Der Unabhängige Verwaltungssenat des Landes Oberösterreich hat durch sein Mitglied Dr. Wolfgang Weiß über die Berufung des X X, X, X, vertreten durch X, Obmann der "X", X, gegen das Straferkenntnis des Bezirkshauptmanns von Gmunden vom 17. Juli 2009, Zl. Pol 96-57-2009, wegen einer Verwaltungsübertretungen nach dem § 5 Abs 1 Oö. Polizeistrafgesetz – Oö. PolStG (LGBl Nr. 36/1979 idF LGBl Nr. 94/1985, zuletzt geändert mit LGBl Nr. 77/2007) zu Recht erkannt:

 

 

I.                  Der Berufung wird in der Schuldfrage teilweise Folge gegeben und der zu unbestimmt gehaltene letzte Satz im Schuldspruch aufgehoben. Im Übrigen wird sie abgewiesen und der Schuldspruch des angefochtenen Straferkenntnisses bestätigt.

 

              Aus Anlass der Berufung wird die Geldstrafe auf 400 Euro und die Ersatzfreiheitsstrafe auf 85 Stunden reduziert.

 

II.              Der Berufungswerber hat im Verfahren erster Instanz einen Beitrag zu den Kosten des Strafverfahrens in Höhe von 40 Euro zu leisten. Im Berufungsverfahren entfällt die Verpflichtung zur Leistung eines weiterer Kostenbeitrags.

 

Rechtsgrundlagen:

§§ 24 und 51 Verwaltungsstrafgesetz 1991 – VStG iVm § 66 Abs 4 Allgemeines Verwaltungsverfahrensgesetz 1991 – AVG; § 64 Abs 1 und 2 und § 65 VStG.

 

 

Entscheidungsgründe:

 

1.1. Mit dem angefochtenen Straferkenntnis des Bezirkshauptmanns von Gmunden wurde der Berufungswerber (Bw) wie folgt schuldig erkannt und bestraft:

 

"Sie haben es als Halter der auf dem Areal Ihrer Straußenzucht gehaltenen Strauße zu verantworten, dass diese am 19.04.2009, 16:30 Uhr, in X, X, in einer Weise beaufsichtigt bzw. verwahrt wurden, dass durch die Tiere dritte Personen gefährdet oder über das zumutbare Maß hinaus belästigt wurden, indem einer der von Ihnen gehaltenen Vögel aus dem umzäunten Gehege entweichen und unbeaufsichtigt herumlaufen konnte.

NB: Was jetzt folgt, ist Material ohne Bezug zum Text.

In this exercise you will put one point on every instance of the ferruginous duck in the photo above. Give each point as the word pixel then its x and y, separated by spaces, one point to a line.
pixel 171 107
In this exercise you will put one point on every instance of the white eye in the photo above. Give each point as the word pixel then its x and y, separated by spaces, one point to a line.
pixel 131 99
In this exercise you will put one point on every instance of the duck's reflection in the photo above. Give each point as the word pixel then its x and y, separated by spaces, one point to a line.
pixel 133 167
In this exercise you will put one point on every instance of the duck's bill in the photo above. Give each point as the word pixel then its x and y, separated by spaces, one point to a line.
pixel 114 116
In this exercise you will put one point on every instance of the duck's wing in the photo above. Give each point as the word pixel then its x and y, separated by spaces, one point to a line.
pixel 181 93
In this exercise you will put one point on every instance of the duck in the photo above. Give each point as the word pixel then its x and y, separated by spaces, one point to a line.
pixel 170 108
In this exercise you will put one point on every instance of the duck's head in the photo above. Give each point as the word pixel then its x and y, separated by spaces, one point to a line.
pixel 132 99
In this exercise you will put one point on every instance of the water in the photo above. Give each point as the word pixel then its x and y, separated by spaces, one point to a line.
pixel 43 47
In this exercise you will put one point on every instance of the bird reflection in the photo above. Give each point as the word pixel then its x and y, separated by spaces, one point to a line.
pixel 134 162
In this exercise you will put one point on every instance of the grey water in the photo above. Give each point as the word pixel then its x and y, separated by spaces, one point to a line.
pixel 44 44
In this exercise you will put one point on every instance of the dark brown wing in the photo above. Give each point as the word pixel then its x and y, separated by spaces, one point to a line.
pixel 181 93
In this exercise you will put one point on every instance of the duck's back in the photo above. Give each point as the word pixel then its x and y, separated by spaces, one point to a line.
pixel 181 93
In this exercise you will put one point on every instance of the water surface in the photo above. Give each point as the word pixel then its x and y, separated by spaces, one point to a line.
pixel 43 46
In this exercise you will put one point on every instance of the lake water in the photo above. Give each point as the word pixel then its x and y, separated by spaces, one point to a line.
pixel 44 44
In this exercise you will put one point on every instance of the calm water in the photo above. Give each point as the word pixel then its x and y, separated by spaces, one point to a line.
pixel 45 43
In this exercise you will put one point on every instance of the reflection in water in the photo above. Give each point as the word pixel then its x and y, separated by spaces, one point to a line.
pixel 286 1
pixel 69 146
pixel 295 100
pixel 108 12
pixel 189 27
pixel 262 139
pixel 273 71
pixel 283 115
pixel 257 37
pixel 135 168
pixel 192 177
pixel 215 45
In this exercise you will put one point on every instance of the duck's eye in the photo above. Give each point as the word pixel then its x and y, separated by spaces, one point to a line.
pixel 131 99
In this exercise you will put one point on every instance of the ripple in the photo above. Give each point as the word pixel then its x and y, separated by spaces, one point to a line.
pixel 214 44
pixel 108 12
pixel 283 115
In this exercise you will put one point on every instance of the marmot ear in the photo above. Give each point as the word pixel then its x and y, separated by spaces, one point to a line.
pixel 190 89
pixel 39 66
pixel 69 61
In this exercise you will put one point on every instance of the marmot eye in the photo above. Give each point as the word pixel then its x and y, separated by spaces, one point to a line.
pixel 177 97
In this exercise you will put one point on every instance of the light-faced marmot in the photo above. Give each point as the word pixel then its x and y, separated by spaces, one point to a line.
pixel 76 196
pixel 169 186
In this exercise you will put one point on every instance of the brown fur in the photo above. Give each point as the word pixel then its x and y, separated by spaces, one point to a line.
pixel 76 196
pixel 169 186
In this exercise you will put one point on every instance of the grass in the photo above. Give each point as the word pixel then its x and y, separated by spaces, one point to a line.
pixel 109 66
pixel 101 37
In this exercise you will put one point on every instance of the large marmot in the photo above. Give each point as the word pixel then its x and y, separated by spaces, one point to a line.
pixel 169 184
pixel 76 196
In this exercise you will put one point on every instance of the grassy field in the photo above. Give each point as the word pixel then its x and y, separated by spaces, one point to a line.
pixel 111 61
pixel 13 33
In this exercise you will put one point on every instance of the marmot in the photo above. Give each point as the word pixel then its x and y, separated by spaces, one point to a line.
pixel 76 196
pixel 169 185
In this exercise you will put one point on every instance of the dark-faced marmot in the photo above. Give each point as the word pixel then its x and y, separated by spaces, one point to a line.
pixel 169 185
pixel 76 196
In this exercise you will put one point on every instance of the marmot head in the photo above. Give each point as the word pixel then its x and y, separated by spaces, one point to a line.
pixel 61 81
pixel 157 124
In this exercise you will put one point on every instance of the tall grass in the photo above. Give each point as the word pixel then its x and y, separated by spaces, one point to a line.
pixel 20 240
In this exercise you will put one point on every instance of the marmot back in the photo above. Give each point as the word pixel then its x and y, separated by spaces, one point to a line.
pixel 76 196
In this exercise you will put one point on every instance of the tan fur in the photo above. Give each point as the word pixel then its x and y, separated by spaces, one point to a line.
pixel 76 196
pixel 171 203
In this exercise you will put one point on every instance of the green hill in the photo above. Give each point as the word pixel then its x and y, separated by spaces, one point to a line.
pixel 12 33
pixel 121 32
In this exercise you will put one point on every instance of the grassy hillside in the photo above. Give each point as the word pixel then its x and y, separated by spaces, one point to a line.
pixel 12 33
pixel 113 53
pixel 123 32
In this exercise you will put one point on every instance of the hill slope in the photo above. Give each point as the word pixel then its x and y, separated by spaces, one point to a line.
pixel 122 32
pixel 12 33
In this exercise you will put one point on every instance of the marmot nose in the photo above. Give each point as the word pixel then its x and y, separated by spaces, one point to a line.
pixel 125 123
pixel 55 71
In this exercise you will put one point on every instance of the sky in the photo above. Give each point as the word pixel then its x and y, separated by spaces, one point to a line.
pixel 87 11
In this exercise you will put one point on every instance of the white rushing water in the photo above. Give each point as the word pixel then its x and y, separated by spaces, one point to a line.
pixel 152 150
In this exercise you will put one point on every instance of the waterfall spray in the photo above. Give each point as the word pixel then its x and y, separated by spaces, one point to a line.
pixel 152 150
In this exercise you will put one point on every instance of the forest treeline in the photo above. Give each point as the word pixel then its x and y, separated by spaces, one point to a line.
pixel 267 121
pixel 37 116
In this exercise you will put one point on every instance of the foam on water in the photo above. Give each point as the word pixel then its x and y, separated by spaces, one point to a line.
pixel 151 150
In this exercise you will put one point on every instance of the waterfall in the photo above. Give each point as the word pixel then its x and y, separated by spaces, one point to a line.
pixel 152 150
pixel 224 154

Beim Eintreffen der Polizeistreife x 1', welche von der Polizeistreife 'X 2' zur Unterstützung gerufen wurde, befand sich der Strauß gerade im Bereich X – X. Er hat dort mehrmals die Fahrbahn der X Landesstraße (L1312) betreten und den Fahrzeugverkehr stark gefährdet. Es kam dabei zu mehreren gefährlichen Situationen, wo PKW Lenker gerade noch rechtzeitig ausweichen oder abbremsen konnten, um mit dem Tier nicht zu kollidieren. In weiterer Folge gelang es dem Tier bis in das Ortsgebiet von X vorzudringen und hat dabei wiederum mehrere Male den öffentlichen Verkehr enorm gefährdet."

 

Dadurch erachtete die belangte Behörde den § 5 Abs 1 iVm § 10 Abs 2 lit b) Oö. PolStG als verletzte Rechtsvorschriften und verhängte wegen dieser Verwaltungsübertretungen eine Geldstrafe in Höhe von 500 Euro und für den Fall der Uneinbringlichkeit eine Ersatzfreiheitsstrafe von 100 Stunden. Als Beitrag zu den Kosten des Strafverfahrens wurde dem Bw gemäß § 64 VStG der Betrag von 50 Euro vorgeschrieben.

 

1.2. Gegen dieses Straferkenntnis, das dem Bw zu Händen seines Rechtsvertreters am 21. Juli 2009 zugestellt wurde, richtet sich die per Telefax am 31. Juli 2009 bei der belangten Behörde außerhalb der Amtsstunden rechtzeitig eingebrachte Berufung vom 31. Juli 2009, mit der die Aufhebung des Straferkenntnisses und Einstellung des Strafverfahrens angestrebt wird. Mit dieser Eingabe wird auch im Strafverfahren Pol 96-46-2009 unter Punkt 1 Berufung erhoben und im Punkt 3. ein Vorbringen nach Aufforderung zur Rechtfertigung im Verfahren Pol 96-100-2009 erstattet.

 

Die Begründung der Berufung zum Punkt 2 lautet:

 

"Zum Vorfall 2: Aus dem Akt ist nicht zu entnehmen, wer der PKW-Fahrer war, 'der gerade noch 'rechtzeitig ausweichen' oder 'abbremsen' konnte.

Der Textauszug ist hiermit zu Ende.